Summary: in this tutorial, you’ll explore the PostgreSQL full-text search feature and how to implement it in your databases.
Introduction to PostgreSQL full-text search #
So far, you’ve learned how to find the text exactly using the WHERE
clause with the equal operator (=
):
SELECT
column1,
column2
FROM
table_name
WHERE
column_name = 'search_term';
Code language: PostgreSQL SQL dialect and PL/pgSQL (pgsql)
And match the text based on a specified pattern using the LIKE
operator:
SELECT
column1,
column2
FROM
table_name
WHERE
column_name LIKE pattern;
Code language: PostgreSQL SQL dialect and PL/pgSQL (pgsql)
If the exact match and pattern matching are not sufficient, you can go with regular expressions or using the SIMILAR TO
operator:
SELECT
column1,
column2
FROM
table_name
WHERE
column1 SIMILAR TO pattern;
Code language: PostgreSQL SQL dialect and PL/pgSQL (pgsql)
You can use the full-text search if these options do not meet your requirements.
In PostgreSQL, full-text search is a powerful feature that allows you to carry complex searches on text.
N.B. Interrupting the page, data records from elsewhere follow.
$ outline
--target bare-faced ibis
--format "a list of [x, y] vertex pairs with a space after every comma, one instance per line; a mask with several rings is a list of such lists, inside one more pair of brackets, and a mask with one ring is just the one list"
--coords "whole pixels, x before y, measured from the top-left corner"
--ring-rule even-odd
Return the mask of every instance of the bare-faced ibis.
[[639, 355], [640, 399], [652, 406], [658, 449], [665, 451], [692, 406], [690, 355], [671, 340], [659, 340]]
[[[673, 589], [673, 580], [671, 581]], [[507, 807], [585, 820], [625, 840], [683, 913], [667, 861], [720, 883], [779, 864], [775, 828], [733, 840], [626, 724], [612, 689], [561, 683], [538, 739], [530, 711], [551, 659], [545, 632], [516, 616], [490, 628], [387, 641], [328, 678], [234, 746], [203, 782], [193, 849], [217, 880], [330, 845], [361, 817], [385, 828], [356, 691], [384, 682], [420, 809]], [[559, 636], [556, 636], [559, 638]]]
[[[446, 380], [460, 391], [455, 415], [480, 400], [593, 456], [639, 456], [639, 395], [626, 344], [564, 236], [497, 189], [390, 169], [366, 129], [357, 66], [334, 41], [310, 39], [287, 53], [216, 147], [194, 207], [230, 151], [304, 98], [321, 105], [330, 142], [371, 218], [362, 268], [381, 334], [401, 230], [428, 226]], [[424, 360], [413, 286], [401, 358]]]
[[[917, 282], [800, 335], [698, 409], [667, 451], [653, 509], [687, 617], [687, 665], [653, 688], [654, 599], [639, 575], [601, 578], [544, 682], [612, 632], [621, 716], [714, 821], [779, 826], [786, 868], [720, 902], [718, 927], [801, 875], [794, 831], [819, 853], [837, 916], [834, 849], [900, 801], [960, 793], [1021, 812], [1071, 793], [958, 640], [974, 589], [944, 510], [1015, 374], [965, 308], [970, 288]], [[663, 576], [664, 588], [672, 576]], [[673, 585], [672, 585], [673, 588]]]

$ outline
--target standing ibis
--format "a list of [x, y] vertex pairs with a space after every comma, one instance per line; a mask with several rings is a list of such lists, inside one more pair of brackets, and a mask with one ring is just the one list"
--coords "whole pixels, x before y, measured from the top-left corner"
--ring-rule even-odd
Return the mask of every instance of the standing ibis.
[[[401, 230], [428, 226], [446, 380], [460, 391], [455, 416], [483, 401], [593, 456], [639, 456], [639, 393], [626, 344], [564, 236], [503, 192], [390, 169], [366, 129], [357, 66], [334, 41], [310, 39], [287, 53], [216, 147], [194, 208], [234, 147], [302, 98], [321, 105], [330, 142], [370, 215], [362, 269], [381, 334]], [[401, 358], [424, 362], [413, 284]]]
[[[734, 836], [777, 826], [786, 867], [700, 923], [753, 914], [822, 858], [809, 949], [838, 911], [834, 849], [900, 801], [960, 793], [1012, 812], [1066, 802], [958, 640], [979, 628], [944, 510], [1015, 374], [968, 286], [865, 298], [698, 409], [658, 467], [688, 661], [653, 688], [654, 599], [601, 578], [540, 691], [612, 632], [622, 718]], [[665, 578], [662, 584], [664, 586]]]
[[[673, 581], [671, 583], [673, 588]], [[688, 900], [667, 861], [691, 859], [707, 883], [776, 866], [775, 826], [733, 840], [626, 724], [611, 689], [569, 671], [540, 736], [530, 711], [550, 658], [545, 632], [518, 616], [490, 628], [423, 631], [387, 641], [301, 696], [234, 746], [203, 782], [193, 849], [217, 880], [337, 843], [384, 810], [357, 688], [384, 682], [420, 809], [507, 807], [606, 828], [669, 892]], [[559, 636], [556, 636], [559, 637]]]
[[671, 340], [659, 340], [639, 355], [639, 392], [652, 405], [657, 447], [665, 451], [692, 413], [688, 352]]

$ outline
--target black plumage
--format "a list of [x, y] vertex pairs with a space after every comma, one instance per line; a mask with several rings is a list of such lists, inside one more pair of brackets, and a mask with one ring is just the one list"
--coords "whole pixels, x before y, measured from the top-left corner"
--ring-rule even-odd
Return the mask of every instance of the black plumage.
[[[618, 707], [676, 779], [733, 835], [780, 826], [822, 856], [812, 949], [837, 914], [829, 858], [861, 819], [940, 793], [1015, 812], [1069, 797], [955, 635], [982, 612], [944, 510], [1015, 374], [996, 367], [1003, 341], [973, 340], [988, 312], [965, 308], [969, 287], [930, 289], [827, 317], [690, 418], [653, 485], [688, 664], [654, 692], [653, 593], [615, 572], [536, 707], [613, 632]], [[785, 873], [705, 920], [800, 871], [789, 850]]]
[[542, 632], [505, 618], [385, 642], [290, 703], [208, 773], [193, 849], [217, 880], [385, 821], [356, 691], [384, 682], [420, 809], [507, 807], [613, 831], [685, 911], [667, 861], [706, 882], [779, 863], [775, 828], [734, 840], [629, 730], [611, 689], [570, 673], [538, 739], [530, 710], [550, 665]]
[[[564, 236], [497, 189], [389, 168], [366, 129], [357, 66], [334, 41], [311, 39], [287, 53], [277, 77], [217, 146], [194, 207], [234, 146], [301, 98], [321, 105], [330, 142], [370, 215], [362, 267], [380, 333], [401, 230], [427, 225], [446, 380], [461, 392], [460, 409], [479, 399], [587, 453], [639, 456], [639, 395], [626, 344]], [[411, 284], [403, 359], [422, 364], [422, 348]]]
It efficiently searches and ranks text-based data by indexing their words and phrases.
For example, if you find documents that contain the word “advance,” the full-text search will return the documents with the words "advance"
, "advancing"
, and "advanced"
.
A document is the basic unit of text you want to search through in a full-text search. It can be a column of a table or a combination of columns from multiple tables.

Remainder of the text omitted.